Posted by: A Part of the Solution | April 9, 2010

Soup Kitchens and Other Giving

On my farm, it doesn’t feel like enough for the farm staff to support ourselves and eat well. It doesn’t feel like enough for us to take care of ourselves and look after the guests at our B&B. Like many people fortunate enough to know how fortunate they are, we understand we must provide not only for ourselves, but share our bounty as far as we are able. Hence our interest in ‘soup kitchens’.

These days, soup kitchens aren’t very soupy. In fact, they very often don’t serve soup at all. So why are they called soup kitchens? Well, it used to be that such places, organized to feed the hungry, would take just about anything they could get their hands on and dump it all into a vat of boiling water. While nourishing, this liquid meal was often not very tasty. But it made the food go farther and helped provide the illusion of the limited foods being more than their constituent parts.

In modern times, soup kitchens try to ensure that the meals they serve are nutritionally balanced. They try to provide menus of foods people recognize with components that complement one another. Soup kitchens attempt to give people dignity through food requiring chewing, forks and knives.

These are little things when measured against hunger, homelessness, substance abuse and mental illness. They are little, but they mean all the more because eating is (hopefully) an act repeated several times each day. And every time a person engages in a normal activity, at a regular frequency, it reinforces stability and a sense of being part of the mainstream–instead of being cut off from the flow of culture and society.

My staff do envision our repositioning out in Pennsylvania as becoming more of a part of the solution. We are delighted to be partnering with Martha’s Table and DC Central Kitchen. We hope our willingness to donate our overage, seconds and gleanings will not only help to put food where it’s most wanted; but we also hope others will consider their ongoing relationship to food and those who don’t have enough.

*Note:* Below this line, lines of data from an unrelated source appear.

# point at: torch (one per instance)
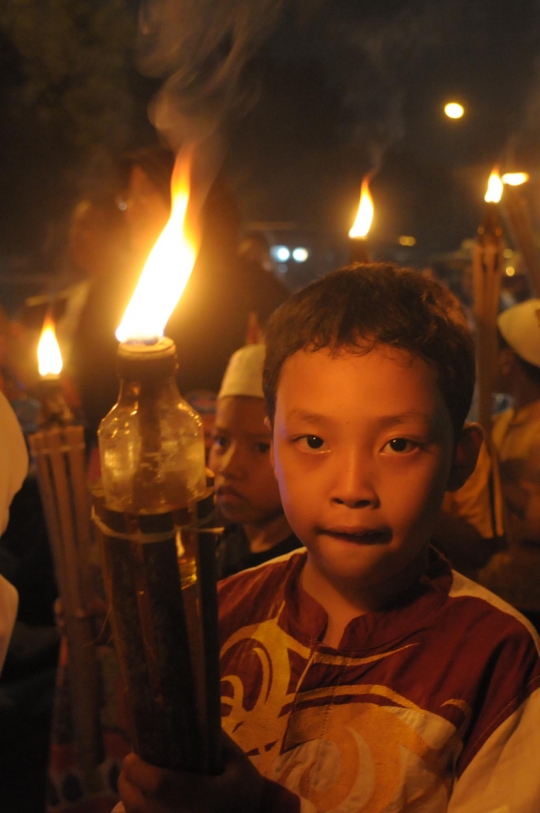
(359, 249)
(488, 263)
(153, 512)
(520, 224)
(59, 452)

You’re welcome to donate a CSA share through us to either of these organizations. You’re welcome to donate your time in service at these kitchens–or picking up for them, or dropping off for them. And you’re welcome to commit any larger group of which you are a part to helping out.

Don’t be shy. Get involved. These are tough times. Most of us are living closer to the bone than we were a few years ago. Most of us are doing the best we can with what we have. But most of us have a little time, a little money, a little too much of something that might mean the world to someone who has nothing left at all.

Soup kitchens are a good thing. They’re better than good. They’re the beginning of hope. They’re the beginning of possibility. They’re the beginning of a future.